We are in desperate need of antibiotic-sparing approaches to antibacterial therapy. Antibiotic resistance is increasing, and we are becoming increasingly aware of the impact of antibotics on the microbiota. I blogged a while ago about CRISPR-Cas systems being used to tackle antibiotic-resistant bacteria on surfaces. But the same approach could be applied to treating human infections.
A study in Nature Biotechnology describes the development and testing of a CRISPR-Cas system to perform a “surgical strike” against antibiotic resistant staphylococci. The previous CRIPR-Cas approach, was a 2-step process: a temperate phage delivered the CRISPR-Cas system, and a lytic phage “mop up” any cells that missed out on the lytic phage. The approach in the current study was different, using a single step ‘phagemid’ to deliver the CRISPR-Cas system, which was lethal to the cell. Phagemids are bacteriophages that have been modified to carry a particular phage, and they do not co-replicate with the cells once infected.

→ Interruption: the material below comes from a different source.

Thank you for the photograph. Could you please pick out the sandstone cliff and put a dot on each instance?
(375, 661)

Whilst the study showed some pretty impressive in vivo results in a S. aurues mouse skin model, the use of a phagemid to deliver the CRISPR-Cas system means that it will be difficult to reach 100% coverage for delivery of the CRISPR-Cas system. Furthermore, even if coverage was 100% effective and the CRISPR-Cas “surgical strike” took out all the antibiotic-resistant bacteria, the antibiotic-susceptible bacteria would still be there at the site of the infection. This probabaly precludes this approach as a stand-alone method to treat infection. However, this use of CRISR-Cas could be a a useful potential adjuvant to other more conventional approaches, or a way to shift the ratio of antibiotic-resistant : antibiotic-susceptible bacteria and effectively decolonise a carrier of antibiotic-resistant bacteria. This could be especially useful for gut colonisation with resistant Gram-negative bacteria (especially CPE), for which there are currently no effective decolonisation approaches.